Brilliant observation but for the fact that Sir Winston voiced his preference for Jaw Jaw nearly 20 years after Munich. Seems the passage of time, the lessons of war, and perhaps the wisdom of age convinced Sir Winston of the virtue of negotiated peace. Chamberlain is the usual recourse of the shallow minded who fail to understand the virtue of diplomacy. Chamberlain bought valuable time for an England unable to fight. It is fun to mock Chamberlain, but the time he bought was crucial to England’s ultimate survival. Actual foreign policy realists never want war because war never produces the expected result. Anyone who ever suggests that the US should have entered WWII before 1942 should be asked to identify the ships and Army units that the US should have deployed. There were none to deploy. The US had started to build up for war in 1940. 1943 was likely the first time the US could have deployed meaningful forces and … it did … in North Africa.
The Pacific was always a Navy sideshow.
Sad how that works.
We need to get one thing straight. The U.S. Military did not lose the Vietnam War. It won the war that it fought in. The United States signed a peace treaty at the end of the war and withdrew its military. There were fewer than 1000 US military in Vietnam in early 1975.
Immediately after the end of the war, North Vietnam, in clear violation of its treaty obligations, invaded South Vietnam. When the South Vietnamese government asked the US for assistance, the Democrat controlled congress refused all requests for resources. South Vietnam lost that war to North Vietnam. The Americans responsible for that loss were all Democrats.
The blood of thousands of South Vietnamese, including the untold thousands who died at sea trying to flee the NVA, is on the hands of the Democrat Party.
The US Military is utterly innocent.
Two things stand out about Vietnam: First is that back in 1954 when the French left, Ike Eisenhower and Matt Ridgway knew they had a problem looming. So they inserted a single regiment of Marines into Northeast Thailand. These jarheads had the Ho Chi Minh trail interdicted. The North Vietnamese Army was stymied. And the Viet Cong could not be built into any kind of effective military force.
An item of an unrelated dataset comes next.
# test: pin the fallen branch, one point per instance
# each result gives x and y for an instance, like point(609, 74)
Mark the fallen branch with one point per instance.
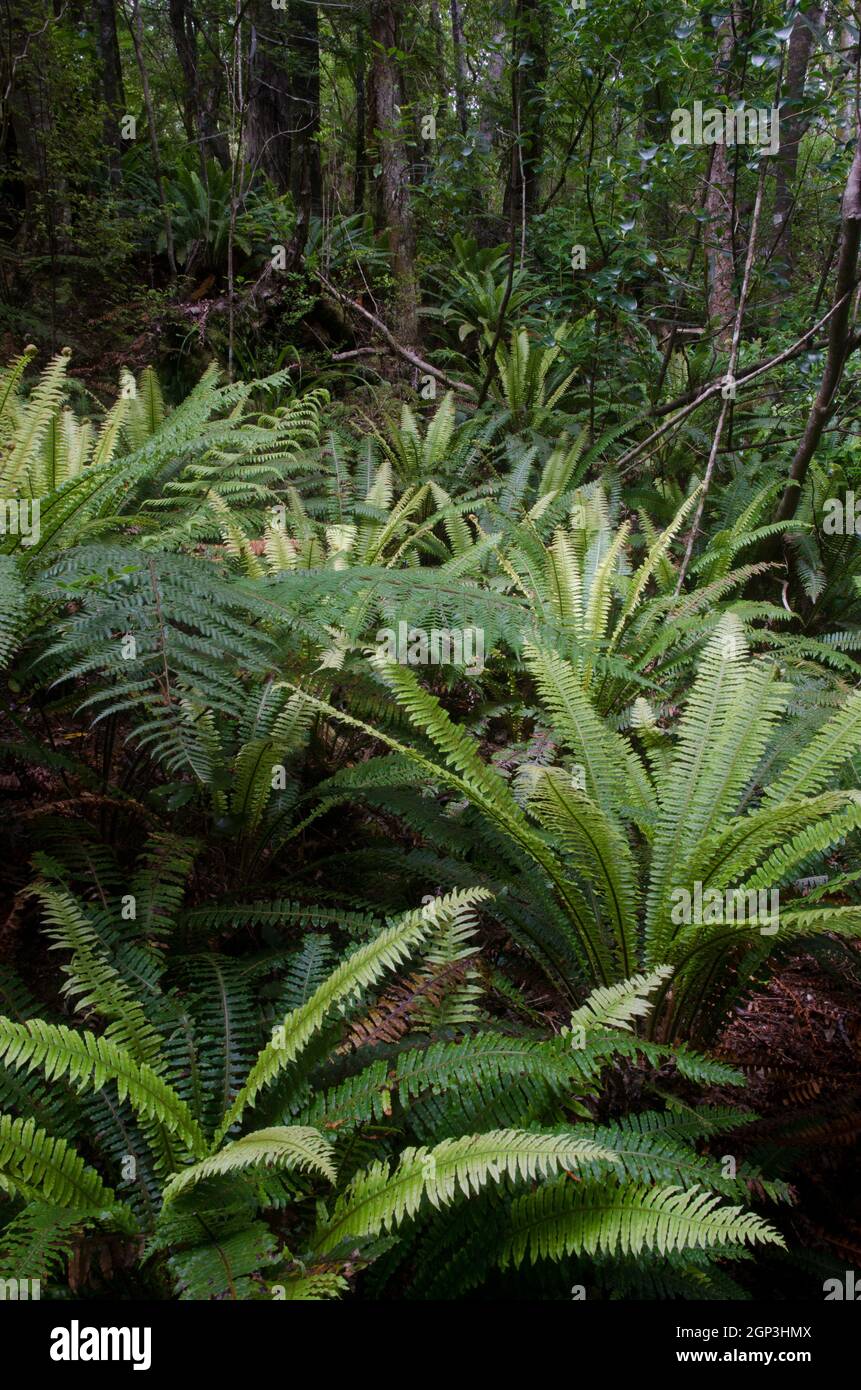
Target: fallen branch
point(390, 338)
The communists then turned to widespread assasination. A well-meaning but chemically dependent JFK tried to counter this with some less than astute
methods. At the behest of McNamara and his whiz kids, the interdicting force was withdrawn and THAT was what let the defecation encounter the oscillation.
Point the second: When Creighton Abrams finally replaced the blundering Westmoreland, the only path open was a retreat. And there was a real danger
that we would be routed. Abe did his job masterfully and by late 1973
we actually had a victory in waiting. Unfortunately, nobody—-including me—-recognized this until too late.
The insurgency was deader than a doornail and Ruff Puffs plus White Mice were
more than capable of keeping it from ever coming back. ARVN needed to be
repositioned not for defense but for counterattack. And equipped with armor
and anti-tank weaponry for that purpose. Uncle Sam needed to leave behind some low-profile intelligence and recon assets in country plus enough fighter planes in Thailand to keep the NVA air force at home plus one other item: leave the First Cavalry Division there as a strategic reserve and tripwire in the event the ceasefire/truce was violated.
And oh yes: How would we have paid for this: Take all those oversized support areas which were now being run by contractors under nominal authority of the South Vietnamese government and open them up to the general public. Sales from the POL points, construction supply sites and the PX would have kept the monetary costs to a minimum!
Too bad this chance went unrecognized!